Outro marco: o Spazio foi o palco do movimento das Diretas Já. “Era um espécie de QG da vanguarda paulistana e da política nacional”, diz o frequentador Nicolau Amaral.
Gays? Nem havia ainda essa nomenclatura naquelas noites. Eram chamados de “entendidos”.
Os Acontecimentos
A incansável dupla de anfitriões também inventou a Banda do Pirandello, que saía pela rua uma semana antes do Carnaval, e o Troféu Pirandello. Na edição de 1983, 4 mil pessoas estiveram no Palácio das Convenções para o evento.
Entre as exposições, a de Picasso foi uma das mais marcantes. “Consegui o acervo no boca a boca”, revelou Antonio Maschio. Flávio Império, Florian Raiss, Samuel Spiegel e até mesmo a cantora Maysa, pintora bissexta, tiveram suas obras expostas lá. O artista argentino Patricio Bisso relembra: “Foi numa toalha do Spazio Pirandello que Keith Haring e eu fizemos uma obra a quatro mãos. Era o lugar mais animado na época, perfeito para levar uma celebridade acostumada a frequentar a Factory, de Warhol”.
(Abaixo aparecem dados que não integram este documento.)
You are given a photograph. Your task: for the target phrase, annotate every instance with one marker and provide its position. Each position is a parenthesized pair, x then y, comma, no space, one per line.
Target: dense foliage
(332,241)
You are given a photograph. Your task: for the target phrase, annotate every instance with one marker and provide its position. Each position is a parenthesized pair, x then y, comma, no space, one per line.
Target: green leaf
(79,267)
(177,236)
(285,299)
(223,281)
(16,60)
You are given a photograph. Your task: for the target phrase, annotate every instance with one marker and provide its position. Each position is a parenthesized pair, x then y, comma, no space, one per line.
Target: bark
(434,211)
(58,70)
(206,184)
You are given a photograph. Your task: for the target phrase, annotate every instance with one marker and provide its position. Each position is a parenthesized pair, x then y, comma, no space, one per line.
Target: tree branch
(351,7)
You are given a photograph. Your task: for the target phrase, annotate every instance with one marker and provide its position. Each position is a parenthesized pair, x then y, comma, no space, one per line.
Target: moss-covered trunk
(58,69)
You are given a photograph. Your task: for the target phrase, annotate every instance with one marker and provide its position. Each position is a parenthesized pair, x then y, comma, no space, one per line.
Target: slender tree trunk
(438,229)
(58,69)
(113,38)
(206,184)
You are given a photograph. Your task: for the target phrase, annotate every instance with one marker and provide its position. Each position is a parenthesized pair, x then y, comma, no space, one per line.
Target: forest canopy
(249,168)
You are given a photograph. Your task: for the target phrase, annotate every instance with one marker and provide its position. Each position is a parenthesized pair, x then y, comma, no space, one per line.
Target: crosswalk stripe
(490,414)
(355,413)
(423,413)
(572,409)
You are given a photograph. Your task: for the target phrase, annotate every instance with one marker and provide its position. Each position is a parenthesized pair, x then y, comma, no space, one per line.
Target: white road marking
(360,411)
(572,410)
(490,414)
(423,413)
Em meados dos anos 1980, a Aids começou a tirar muita gente boa de cena e o Spazio foi perdendo a força. O sócio Wladimir Soares complementa: “Acabou um ciclo dentro de mim. Ficou tudo muito comercial, já estava longe de ser o que criamos e não tínhamos mais o prazer e as ideias de antes. Foi quando resolvi conversar com Maschio”. A sociedade acabou sem brigas, mas a parceria nunca mais foi a mesma. Em 2013, Maschio faleceu e Soares não foi ao enterro. Mesmo querendo, os ex-sócios nunca conseguiram ter uma conversa cara a cara. Maschio desconversava nas tentativas de Soares, que hoje continua agitando todas na Secretaria de Cultura de Indaiatuba. “Esses tempos não voltam mais, tudo mudou. As noites do Spazio terminavam da melhor maneira possível: na cama!”, finaliza ele.